Dios habita con nosotros
Como todos sabemos, la salida del pueblo de Israel de Egipto y su posterior entrada a Canaán marcarían no solo la finalización del nomadismo de la nación hebrea, sino que también le proporcionaría el derecho de adorar a Dios en toda su plenitud (Éxodo 8:27-29; 10:25). La adoración es un privilegio que recibimos como fruto directo de nuestra liberación. Israel ya no andaría errante de un lado para otro, pues el Señor lo asentaría en «una tierra buena y ancha» (Éxodo 3:8). Como el pueblo estaría ubicado permanen­temente en una zona geográfica concreta, resultaba ineludible centralizar el culto al verdadero Dios en un lugar fijo, y no donde le pareciera a cada quien. Si el pueblo iba a disponer de un lugar estable para vivir, Dios, el dueño del pueblo, ¿acaso no merecía tener su propio espacio? ¡Por supuesto que sí! Y él mismo se encargaría de ello.
He aquí sus palabras: «Háganme un santuario para que yo habite entre ellos» (Éxodo 25:8, DHH). Este fue el primer santuario que se construyó en la tierra obedeciendo a una orden explícita del Señor.
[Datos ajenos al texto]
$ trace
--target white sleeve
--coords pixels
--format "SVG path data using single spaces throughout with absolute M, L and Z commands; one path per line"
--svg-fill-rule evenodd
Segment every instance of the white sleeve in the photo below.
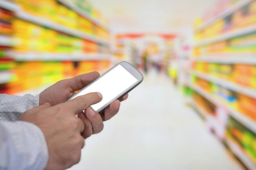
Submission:
M 0 169 L 43 170 L 49 157 L 42 130 L 22 121 L 0 121 Z
M 21 114 L 39 105 L 39 95 L 23 96 L 0 94 L 0 121 L 16 121 Z

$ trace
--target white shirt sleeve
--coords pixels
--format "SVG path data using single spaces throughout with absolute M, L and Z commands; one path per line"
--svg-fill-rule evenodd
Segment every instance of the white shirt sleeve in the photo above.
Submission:
M 39 103 L 39 95 L 0 94 L 0 170 L 40 170 L 46 166 L 49 155 L 43 132 L 34 124 L 18 121 Z
M 43 132 L 22 121 L 0 121 L 0 169 L 43 170 L 48 159 Z
M 0 121 L 16 121 L 22 113 L 39 105 L 39 95 L 0 94 Z

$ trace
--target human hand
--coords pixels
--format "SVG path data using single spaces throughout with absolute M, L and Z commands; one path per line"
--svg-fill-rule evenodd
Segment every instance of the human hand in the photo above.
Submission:
M 51 106 L 54 106 L 63 103 L 72 96 L 75 91 L 83 88 L 99 76 L 99 73 L 94 72 L 57 82 L 40 93 L 39 105 L 49 103 Z M 112 102 L 108 108 L 100 114 L 102 120 L 108 120 L 117 113 L 121 104 L 120 102 L 126 100 L 128 97 L 127 94 L 119 101 L 116 100 Z M 81 114 L 78 115 L 78 117 L 83 120 L 81 116 Z
M 89 107 L 101 99 L 100 93 L 92 93 L 53 106 L 46 103 L 21 115 L 20 120 L 37 126 L 45 135 L 49 153 L 45 170 L 64 170 L 79 162 L 84 137 L 103 129 L 99 114 L 92 110 L 91 115 L 92 109 Z M 75 117 L 79 113 L 83 117 L 85 109 L 87 118 Z M 85 122 L 85 120 L 88 121 Z

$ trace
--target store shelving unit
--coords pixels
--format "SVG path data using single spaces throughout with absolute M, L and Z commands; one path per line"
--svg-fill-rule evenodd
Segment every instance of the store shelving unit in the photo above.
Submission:
M 242 55 L 243 57 L 241 57 Z M 256 54 L 241 54 L 210 55 L 200 57 L 193 57 L 190 59 L 193 62 L 207 62 L 220 64 L 256 64 Z
M 197 42 L 195 44 L 194 46 L 203 46 L 220 41 L 225 41 L 229 40 L 232 38 L 253 33 L 255 31 L 256 31 L 256 25 L 247 27 L 238 30 L 233 31 L 218 36 L 216 37 Z
M 74 4 L 71 2 L 70 1 L 69 1 L 68 0 L 58 0 L 58 1 L 67 7 L 70 8 L 74 11 L 75 11 L 81 15 L 83 16 L 84 18 L 92 22 L 94 24 L 102 28 L 107 31 L 109 31 L 109 29 L 105 24 L 102 23 L 101 21 L 98 20 L 97 19 L 93 18 L 91 17 L 86 12 L 85 12 L 81 9 L 74 5 Z
M 94 37 L 90 35 L 83 33 L 80 31 L 69 28 L 65 25 L 63 25 L 61 24 L 51 21 L 47 18 L 34 16 L 28 13 L 23 11 L 18 5 L 15 4 L 14 3 L 11 2 L 6 0 L 2 0 L 2 1 L 1 1 L 1 3 L 0 3 L 0 7 L 15 12 L 17 17 L 25 21 L 32 22 L 43 26 L 45 26 L 70 35 L 89 40 L 97 43 L 101 43 L 106 46 L 109 45 L 109 42 L 107 41 Z M 87 18 L 89 17 L 88 15 L 87 15 Z M 94 21 L 94 20 L 91 19 L 91 20 L 92 20 Z M 104 26 L 104 27 L 106 27 L 106 26 Z
M 195 71 L 190 71 L 190 73 L 198 77 L 202 78 L 215 84 L 219 84 L 224 88 L 227 88 L 233 91 L 243 94 L 252 97 L 256 98 L 256 90 L 252 88 L 240 85 L 207 74 Z
M 56 39 L 58 38 L 57 40 L 59 42 L 57 43 L 58 44 L 56 43 L 56 44 L 61 44 L 58 45 L 59 46 L 57 46 L 57 48 L 65 48 L 65 45 L 67 45 L 66 44 L 61 44 L 63 42 L 63 41 L 67 41 L 67 38 L 69 38 L 70 37 L 70 40 L 76 40 L 75 39 L 75 38 L 78 38 L 77 40 L 78 40 L 78 41 L 79 41 L 79 43 L 81 43 L 73 44 L 72 44 L 72 42 L 70 41 L 70 44 L 71 45 L 69 44 L 67 45 L 68 46 L 67 48 L 70 49 L 67 49 L 66 50 L 63 50 L 63 49 L 59 48 L 57 49 L 56 48 L 54 49 L 54 50 L 47 49 L 45 51 L 44 51 L 42 49 L 39 50 L 37 48 L 34 50 L 31 50 L 30 51 L 29 50 L 27 50 L 27 49 L 34 49 L 27 48 L 26 46 L 24 47 L 24 49 L 26 49 L 25 50 L 16 50 L 15 49 L 20 47 L 21 43 L 24 42 L 22 41 L 24 40 L 24 39 L 22 39 L 23 37 L 21 37 L 22 38 L 20 38 L 18 36 L 16 38 L 14 36 L 13 36 L 14 38 L 12 38 L 11 35 L 0 35 L 0 46 L 4 47 L 10 47 L 9 49 L 8 49 L 8 50 L 6 50 L 4 52 L 4 55 L 5 55 L 4 57 L 8 57 L 8 59 L 10 58 L 11 59 L 9 60 L 7 60 L 8 62 L 9 61 L 9 63 L 8 64 L 9 64 L 11 66 L 12 66 L 13 65 L 11 64 L 15 63 L 17 64 L 14 63 L 13 65 L 16 66 L 19 66 L 20 64 L 25 64 L 24 65 L 27 64 L 27 65 L 32 66 L 33 67 L 33 65 L 31 64 L 33 64 L 33 63 L 35 63 L 35 64 L 38 64 L 41 66 L 40 66 L 41 67 L 38 68 L 38 69 L 45 69 L 46 70 L 46 69 L 49 68 L 47 68 L 47 66 L 50 66 L 51 63 L 55 63 L 56 65 L 54 65 L 53 66 L 49 66 L 49 67 L 54 67 L 56 66 L 57 68 L 56 70 L 54 70 L 54 68 L 52 68 L 51 71 L 45 71 L 44 72 L 44 74 L 43 74 L 41 73 L 42 72 L 39 71 L 37 73 L 35 71 L 36 68 L 33 68 L 34 69 L 33 71 L 35 72 L 34 74 L 36 74 L 36 76 L 42 76 L 42 79 L 43 78 L 45 79 L 46 78 L 45 77 L 52 76 L 49 79 L 50 80 L 49 80 L 51 81 L 55 81 L 53 80 L 53 79 L 54 79 L 56 80 L 59 79 L 58 79 L 61 77 L 59 76 L 58 77 L 58 74 L 62 74 L 62 75 L 64 76 L 62 77 L 66 77 L 65 76 L 68 73 L 65 72 L 65 71 L 63 71 L 62 69 L 65 67 L 67 66 L 67 66 L 67 68 L 70 69 L 69 71 L 67 71 L 67 72 L 70 73 L 69 75 L 67 75 L 67 76 L 70 76 L 70 75 L 72 74 L 74 74 L 72 76 L 74 76 L 76 75 L 76 74 L 81 74 L 84 73 L 84 72 L 89 71 L 90 70 L 92 71 L 93 69 L 97 69 L 96 68 L 97 67 L 96 66 L 96 63 L 99 63 L 101 66 L 102 66 L 102 69 L 105 69 L 105 67 L 107 67 L 107 66 L 106 66 L 108 65 L 108 64 L 106 63 L 111 63 L 112 62 L 112 55 L 111 55 L 108 50 L 108 49 L 109 49 L 110 48 L 110 42 L 107 38 L 105 39 L 101 38 L 103 37 L 102 35 L 104 33 L 103 31 L 105 31 L 106 35 L 109 33 L 110 30 L 108 26 L 98 19 L 96 18 L 94 18 L 92 15 L 91 15 L 89 13 L 88 13 L 85 11 L 81 10 L 78 7 L 76 7 L 74 4 L 71 2 L 70 1 L 65 0 L 56 0 L 58 2 L 56 4 L 56 7 L 57 5 L 58 5 L 58 7 L 61 6 L 64 8 L 66 8 L 67 9 L 65 9 L 66 12 L 67 11 L 68 11 L 69 10 L 72 11 L 74 13 L 76 13 L 77 14 L 78 14 L 80 15 L 79 17 L 83 17 L 87 20 L 88 23 L 90 22 L 90 25 L 91 26 L 90 26 L 90 27 L 88 26 L 88 28 L 85 27 L 86 26 L 84 26 L 85 28 L 83 28 L 83 29 L 88 29 L 88 32 L 90 32 L 91 33 L 87 33 L 85 31 L 84 32 L 83 31 L 80 31 L 78 29 L 72 28 L 64 24 L 60 23 L 58 22 L 55 21 L 55 20 L 52 20 L 51 18 L 45 18 L 42 16 L 42 15 L 39 16 L 32 14 L 29 12 L 27 12 L 27 11 L 25 9 L 25 7 L 22 7 L 23 6 L 22 6 L 22 5 L 23 4 L 22 3 L 18 4 L 9 0 L 1 0 L 0 1 L 0 8 L 12 12 L 14 14 L 15 17 L 20 19 L 18 20 L 30 22 L 40 26 L 39 27 L 39 28 L 45 27 L 48 29 L 48 30 L 51 30 L 51 31 L 52 30 L 52 32 L 57 33 L 56 34 L 58 34 L 58 37 L 57 37 L 56 38 Z M 20 4 L 20 5 L 19 4 Z M 65 8 L 65 7 L 66 8 Z M 27 11 L 29 11 L 29 10 Z M 68 15 L 67 13 L 67 15 Z M 61 13 L 58 13 L 58 14 L 63 15 L 63 13 L 61 14 Z M 67 15 L 67 17 L 69 17 L 69 16 L 70 15 Z M 86 21 L 86 20 L 85 20 Z M 83 23 L 83 24 L 84 25 L 85 24 L 89 24 Z M 31 24 L 31 25 L 32 24 Z M 92 30 L 93 29 L 94 30 Z M 94 33 L 93 33 L 94 30 L 97 31 L 97 32 L 99 33 L 98 33 L 99 35 L 93 34 Z M 63 34 L 61 34 L 61 33 Z M 95 34 L 96 34 L 96 32 Z M 63 35 L 64 35 L 63 36 L 62 36 Z M 21 40 L 20 40 L 20 39 L 22 39 Z M 38 38 L 38 40 L 40 40 Z M 27 40 L 25 40 L 25 41 Z M 29 38 L 28 38 L 27 41 L 28 41 L 28 42 L 25 42 L 25 43 L 31 43 L 31 42 L 29 41 L 30 41 Z M 41 42 L 40 43 L 41 43 Z M 65 43 L 65 42 L 64 43 L 64 44 Z M 77 45 L 78 44 L 79 45 Z M 87 46 L 85 45 L 86 44 L 88 45 Z M 29 45 L 31 45 L 31 44 L 30 44 Z M 35 45 L 35 46 L 36 45 Z M 37 46 L 36 48 L 38 48 L 38 47 Z M 76 48 L 75 49 L 75 48 Z M 70 49 L 71 49 L 71 50 Z M 27 50 L 27 51 L 25 52 L 26 50 Z M 58 52 L 56 51 L 63 52 Z M 65 52 L 65 51 L 68 52 Z M 70 52 L 70 53 L 69 53 L 68 51 L 72 52 Z M 5 59 L 7 59 L 7 58 L 4 57 L 2 57 L 1 58 L 2 61 L 4 61 L 4 62 L 5 62 L 4 60 Z M 88 68 L 86 69 L 86 66 L 87 66 L 86 64 L 87 64 L 92 65 L 91 66 L 89 66 Z M 46 66 L 45 68 L 42 67 L 42 66 L 43 65 Z M 85 69 L 83 68 L 85 68 L 85 66 L 85 66 Z M 71 67 L 73 68 L 74 73 L 72 72 L 73 71 L 71 71 L 70 70 Z M 25 68 L 26 68 L 26 66 Z M 13 72 L 11 71 L 11 69 L 12 69 L 11 68 L 8 69 L 9 70 L 7 71 L 4 71 L 5 73 L 4 73 L 4 71 L 1 71 L 2 72 L 1 73 L 2 74 L 4 74 L 4 73 L 5 74 L 4 77 L 2 76 L 1 79 L 1 79 L 0 84 L 1 84 L 1 85 L 2 84 L 3 85 L 3 86 L 2 85 L 1 88 L 3 86 L 4 87 L 4 90 L 5 90 L 5 89 L 8 89 L 7 88 L 9 88 L 8 87 L 13 87 L 11 86 L 16 86 L 15 83 L 16 82 L 14 82 L 13 81 L 13 78 L 15 77 L 15 76 L 11 75 L 11 73 L 15 73 L 15 72 Z M 28 68 L 27 69 L 30 68 Z M 55 71 L 53 71 L 53 69 Z M 50 69 L 49 70 L 50 70 Z M 49 71 L 49 73 L 46 73 L 46 71 Z M 58 73 L 56 73 L 54 71 Z M 52 75 L 49 76 L 49 75 Z M 43 78 L 43 76 L 45 76 L 44 77 L 44 78 Z M 26 77 L 26 78 L 28 78 Z M 47 87 L 45 86 L 46 84 L 49 83 L 47 81 L 48 80 L 43 80 L 43 80 L 42 80 L 42 79 L 38 81 L 38 82 L 40 82 L 38 84 L 35 83 L 35 84 L 40 84 L 41 86 L 43 86 L 43 87 L 40 87 L 39 85 L 35 85 L 34 87 L 37 86 L 38 88 L 35 88 L 34 87 L 31 87 L 31 89 L 29 90 L 29 88 L 27 87 L 34 87 L 34 86 L 30 86 L 25 85 L 24 87 L 25 87 L 23 88 L 22 89 L 23 90 L 22 90 L 29 89 L 28 90 L 18 93 L 16 92 L 9 92 L 9 91 L 8 91 L 8 92 L 7 93 L 14 93 L 15 94 L 18 95 L 21 95 L 25 94 L 25 93 L 32 94 L 38 93 L 38 92 L 41 91 Z M 25 81 L 27 81 L 27 80 L 24 80 L 25 82 Z M 11 84 L 12 83 L 12 84 Z M 14 85 L 13 85 L 13 83 Z M 9 85 L 9 84 L 10 85 Z M 12 87 L 12 88 L 13 88 Z
M 111 55 L 108 54 L 14 53 L 13 58 L 16 61 L 62 61 L 110 60 Z
M 16 41 L 14 39 L 9 36 L 0 35 L 0 46 L 12 46 L 16 43 Z
M 211 19 L 208 21 L 202 24 L 201 26 L 194 30 L 195 33 L 200 32 L 207 28 L 216 20 L 223 18 L 229 15 L 234 13 L 238 9 L 249 4 L 252 2 L 253 0 L 242 0 L 237 2 L 234 5 L 230 7 L 229 8 L 226 9 L 224 11 L 217 15 L 216 16 Z
M 228 138 L 225 139 L 225 143 L 229 149 L 248 169 L 256 170 L 256 167 L 255 167 L 253 162 L 251 161 L 250 158 L 245 154 L 241 147 Z
M 214 104 L 225 108 L 229 111 L 230 115 L 236 120 L 254 133 L 256 133 L 256 122 L 255 121 L 244 115 L 242 113 L 233 108 L 231 106 L 229 106 L 223 100 L 213 96 L 198 86 L 191 84 L 190 85 L 190 87 Z
M 215 15 L 194 30 L 196 38 L 200 38 L 200 40 L 194 42 L 193 46 L 195 48 L 196 56 L 189 57 L 189 60 L 193 64 L 192 64 L 193 68 L 188 71 L 191 77 L 189 86 L 194 91 L 216 106 L 216 115 L 213 118 L 217 120 L 217 123 L 218 121 L 220 121 L 220 125 L 221 125 L 220 124 L 224 123 L 224 126 L 222 126 L 225 128 L 222 131 L 224 138 L 220 138 L 221 140 L 226 144 L 248 169 L 254 170 L 256 170 L 256 163 L 254 161 L 255 158 L 250 157 L 249 151 L 247 152 L 245 150 L 245 149 L 247 150 L 250 150 L 250 154 L 252 155 L 254 155 L 252 153 L 255 150 L 250 150 L 248 149 L 250 146 L 248 146 L 236 144 L 234 141 L 233 141 L 232 138 L 233 137 L 231 136 L 229 138 L 225 133 L 227 132 L 228 126 L 231 126 L 229 125 L 229 124 L 234 124 L 232 125 L 235 124 L 236 126 L 231 127 L 238 128 L 236 129 L 240 132 L 243 137 L 246 135 L 242 130 L 239 129 L 239 126 L 247 129 L 251 136 L 254 137 L 256 134 L 256 121 L 252 117 L 248 115 L 250 112 L 246 110 L 246 106 L 250 107 L 250 104 L 252 103 L 253 99 L 256 99 L 256 89 L 252 87 L 254 85 L 254 82 L 252 79 L 254 77 L 253 73 L 251 74 L 250 72 L 248 73 L 248 75 L 244 75 L 247 76 L 245 79 L 241 80 L 241 83 L 243 84 L 246 80 L 251 79 L 252 82 L 248 82 L 247 84 L 248 86 L 236 83 L 239 76 L 243 76 L 241 73 L 246 72 L 245 69 L 247 68 L 247 71 L 251 71 L 256 65 L 256 55 L 254 49 L 252 47 L 253 46 L 253 41 L 254 40 L 253 39 L 254 37 L 253 35 L 250 38 L 246 36 L 251 34 L 254 35 L 256 33 L 256 23 L 254 22 L 254 15 L 255 11 L 252 8 L 256 4 L 256 2 L 255 0 L 240 0 L 236 2 L 218 14 L 217 13 L 218 7 L 213 7 L 214 9 L 216 9 Z M 227 4 L 224 1 L 220 0 L 219 2 L 216 4 L 220 5 L 222 3 L 224 5 Z M 227 3 L 227 2 L 226 2 Z M 214 13 L 213 12 L 211 11 L 210 14 Z M 244 20 L 243 20 L 244 18 Z M 211 38 L 215 33 L 216 35 Z M 211 36 L 211 38 L 207 38 L 207 35 Z M 245 44 L 243 44 L 244 43 Z M 209 68 L 210 66 L 212 66 L 212 70 Z M 231 72 L 231 70 L 229 69 L 231 68 L 237 70 Z M 215 73 L 216 73 L 214 75 L 215 75 L 209 72 L 213 70 L 214 70 Z M 219 70 L 219 72 L 218 72 Z M 228 77 L 227 75 L 225 74 L 226 73 L 233 74 L 232 75 L 234 77 L 231 77 L 230 78 L 234 79 L 229 80 L 227 79 Z M 222 74 L 223 74 L 223 77 L 227 79 L 220 78 Z M 218 76 L 215 75 L 217 75 Z M 211 84 L 214 85 L 213 87 Z M 205 86 L 205 88 L 209 88 L 211 90 L 208 89 L 207 91 L 204 90 L 207 88 L 201 87 L 203 86 Z M 223 97 L 219 96 L 217 93 L 210 92 L 216 86 L 220 87 L 219 89 L 217 88 L 216 91 L 218 94 L 224 95 Z M 232 93 L 233 92 L 237 96 L 233 95 Z M 225 95 L 225 93 L 228 93 L 226 96 Z M 228 94 L 229 93 L 230 93 L 230 94 Z M 245 98 L 243 98 L 244 97 Z M 233 103 L 231 104 L 226 100 L 228 99 L 224 99 L 229 97 L 235 98 L 235 101 L 236 103 L 233 104 Z M 251 99 L 252 100 L 248 99 L 248 101 L 246 101 L 247 99 Z M 228 100 L 230 99 L 232 99 L 229 98 Z M 239 102 L 241 103 L 237 103 Z M 202 115 L 205 116 L 207 115 L 207 113 L 206 113 L 200 107 L 201 106 L 196 103 L 196 101 L 191 102 L 191 104 Z M 238 108 L 236 108 L 237 107 Z M 221 119 L 221 115 L 224 115 L 227 116 L 226 121 L 225 119 Z M 237 124 L 232 121 L 233 119 L 235 119 L 236 121 L 234 121 L 237 122 Z M 224 121 L 221 122 L 222 120 Z M 205 119 L 204 121 L 207 124 L 211 123 L 207 119 Z M 213 130 L 214 130 L 214 128 Z M 232 135 L 233 132 L 229 131 L 229 133 Z M 240 143 L 244 144 L 240 139 L 237 140 L 240 141 Z M 254 138 L 252 140 L 254 141 Z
No hay palabras que puedan expresar lo grandioso que debió haber sido para un grupo de ex esclavos recién liberados, escuchar que el Monarca celestial establecería su morada «entre ellos». De hecho, este deseo divino de que le construyan una morada permanente en medio de su pueblo, constituye una verdad tan relevante y de tanta riqueza espiritual que el Pentateuco «le dedica más versículos al tabernáculo que a cualquier otro tema». [3]
¿Qué sentido tenía que Dios quisiera habitar entre los israelitas en una pequeña tienda? Al fin y al cabo, en la literatura religiosa del Próximo Oriente antiguo resulta común encontrar relatos de presuntas deidades que, supuestamente, desean habitar entre los seres humanos. La literatura cananea contiene varios poemas en los que se menciona a El, su dios principal, como un personaje que habita en una tienda. [4] No obstante, esos textos dejan bien claro que la morada de estas deidades no se hallaba entre los hombres, sino en el cielo o en alguna montaña de trascendencia cósmica. Cuando se les construía un templo terrenal a cualquiera de estas deidades, lo que ha­bitaba en dichos santuarios era un ídolo de la deidad en cuestión. [5] Además, en esas culturas la construcción de un santuario terrenal tenía el objetivo explícito de que los seres humanos satisficieran los antojos, caprichos y glotonerías de los dioses. Si los mor­tales cumplían su parte, ellos estarían dispuestos a bendecirlos. En otras palabras, si los hombres eran agradecidos, los dioses mostrarían su benevolencia para con ellos.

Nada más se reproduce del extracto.